Sans children our resort, the Majestic Colonial, was like a summer camp for adults, complete with activities, sporting events and shows. The beach and pools were beautiful. I have to give props to the Michael Jackson impersonator and the Cuban magician on the main stage — both pretty damn good. Aside from the wait staff, they added the only cultural diversity among an otherwise quite homogeneous [and predominantly Ontario Canadian] clientele. The weather, pool and beach were all phenomenal, and, as I have a penchant for drinks either 1) in a coconut, 2) in a pineapple or 3) with rum, I had way too many all inclusive “BananaMamas” and under the Caribbean sun turned many shades darker thanks to my Sicilian lineage. I have the speedo tan line to prove it. Message me privately for more details. One disconnect, the wifi was not very good which was surprising given all of the other service aspects of the resort [take note Majestic Colonial].
This resort, as with most resorts of its kind, was full of wedding parties off to their dream destination wedding. I don’t necessarily mock the choice, however I do mock the choice of wedding music, as having grown up in a family wedding band I know about these things. Each day a gazebo on the beach in the center of the almost naked masses sunning themselves became a bride and groom’s nuptial ground zero. Beach weddings, with all of the trappings of an episode of Bridezillas, were ubiquitous. Uncannily, most began with the horrid ukulele version of “Somewhere Over the Rainbow”. As if the song itself was not tired enough, the ukulele added that cheap greeting card island charm, even though the Dominican Republic was not a particularly ukulele-ish island (this was not Hawaii). I suppose if it was your wedding it may have seemed special, but seeing several every day put that uniqueness into perspective for the rest of the guests at the resort. It was nothing less than a ukulele-zombie wedding factory. I wonder if there is a ukulele version of the theme to “Divorce Court” as well?

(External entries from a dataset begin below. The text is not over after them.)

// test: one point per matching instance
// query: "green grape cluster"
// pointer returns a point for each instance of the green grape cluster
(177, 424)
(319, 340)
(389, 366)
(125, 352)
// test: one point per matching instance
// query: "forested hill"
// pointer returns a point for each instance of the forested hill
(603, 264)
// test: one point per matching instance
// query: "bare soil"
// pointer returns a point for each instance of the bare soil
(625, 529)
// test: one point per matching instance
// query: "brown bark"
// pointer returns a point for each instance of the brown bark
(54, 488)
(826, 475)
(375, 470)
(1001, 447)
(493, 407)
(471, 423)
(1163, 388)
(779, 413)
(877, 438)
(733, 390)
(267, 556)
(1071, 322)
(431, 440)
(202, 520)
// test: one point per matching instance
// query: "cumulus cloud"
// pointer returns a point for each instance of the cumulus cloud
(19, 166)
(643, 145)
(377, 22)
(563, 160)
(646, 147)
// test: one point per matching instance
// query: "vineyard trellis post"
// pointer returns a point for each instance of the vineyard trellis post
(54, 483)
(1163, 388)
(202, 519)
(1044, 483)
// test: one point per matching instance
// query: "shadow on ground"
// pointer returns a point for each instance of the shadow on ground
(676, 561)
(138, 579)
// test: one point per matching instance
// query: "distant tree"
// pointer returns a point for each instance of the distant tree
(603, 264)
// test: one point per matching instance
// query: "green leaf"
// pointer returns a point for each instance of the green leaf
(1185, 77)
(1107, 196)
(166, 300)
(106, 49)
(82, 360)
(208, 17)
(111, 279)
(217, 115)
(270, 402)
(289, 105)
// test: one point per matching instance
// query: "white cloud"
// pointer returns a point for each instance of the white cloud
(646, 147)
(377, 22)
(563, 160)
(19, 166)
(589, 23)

After a week under the beautiful Caribbean sun, it was sadly time to depart. I made my way to the airport, and, after spending about fifteen minutes at passport control waiting for the officer to find my entrance stamp [in all fairness I have dozens of stamps and visas cluttering each page], I made my way through to the food court, or more aptly named the “extortion food court”. Two hot dogs and a small drink at Nathans: $14.00. One plain cheeseburger [no fries or drink]: $8.00. One healthy meal: nonexistent. Uff. I opted to get a snack for the plane instead and went to a small deli kiosk that sold pre-wrapped sandwiches, drinks and snacks. I chose a very small can [less than half the size of a regular can] of peanuts. When the cashier rang me up, the total was $12.00. I did the math in my head, and given the size of the can, that was about 25 cents per every two peanuts. I again opted out, headed to the gate, and found a free electrical outlet and a Segafredo Zinetti cappuccino. Things were finally looking up.
An uncharacteristically on time Delta flight later and I was on my way back to the cold winter weather of New York, where a twelve dollar can of peanuts is cheap at Whole Foods. Maybe I should have bought them after all?